There have been reports of doctors in Wuhan, China, being beaten and threatened in overcrowded hospitals. Essential workers in grocery shops have been subjected to violence and harassment when those stores ran out of supplies. More recently, a security guard in the United States was killed attempting to enforce a policy of wearing face masks in a store.

There has never been a more important time to recognize and address the causes and manifestations of work-related violence and harassment. A new ILO report, Safe and healthy working environments free from violence and harassment, does just that. It examines the scope of violence and harassment in the world of work and looks at existing occupational safety and health frameworks, initiatives and areas of action for preventing and addressing workplace psychosocial risks, including better Occupational Safety and Health management systems and training.

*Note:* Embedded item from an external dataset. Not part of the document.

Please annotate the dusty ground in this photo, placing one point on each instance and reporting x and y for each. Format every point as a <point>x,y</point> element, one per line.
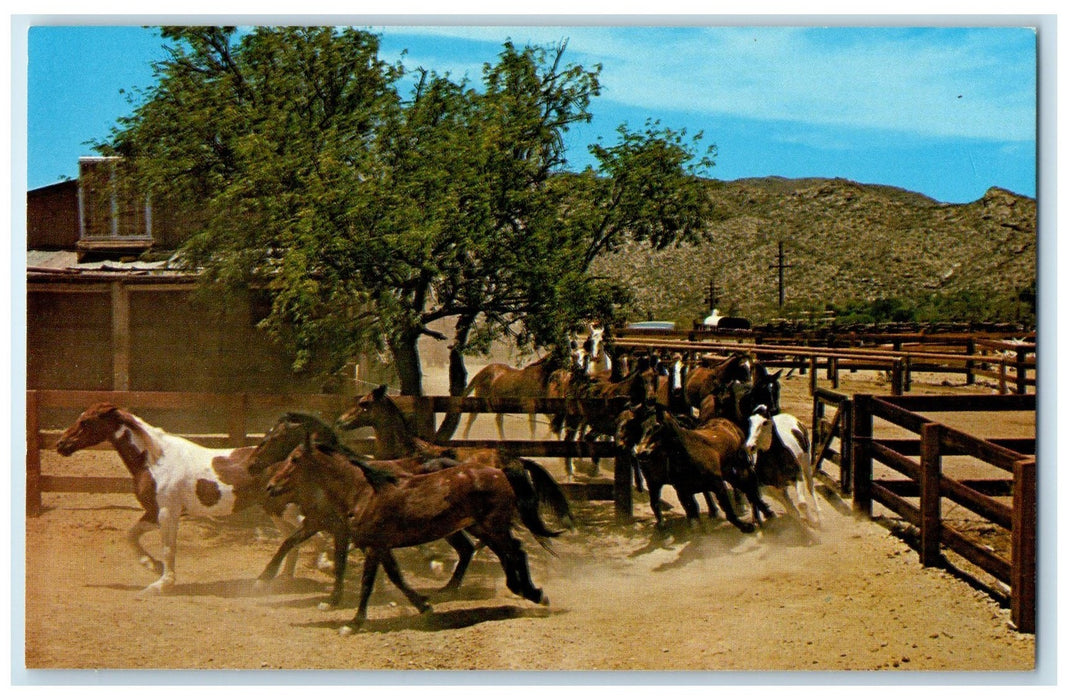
<point>622,599</point>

Last year, at the Centenary International Labour Conference, the ILO’s 187 member States adopted the groundbreaking Violence and Harassment Convention (No. 190) and accompanying Recommendation (No. 206). In doing this, they defined a global commitment to eliminating this scourge.

However, such an overarching commitment needs to be backed by grassroots action. Systems, cultures and individuals that perpetuate such harassment or allow it to continue need to be called out and corrected. We all want to build a ‘better normal’, post-COVID. Workplaces free from violence and harassment should be part of that equation.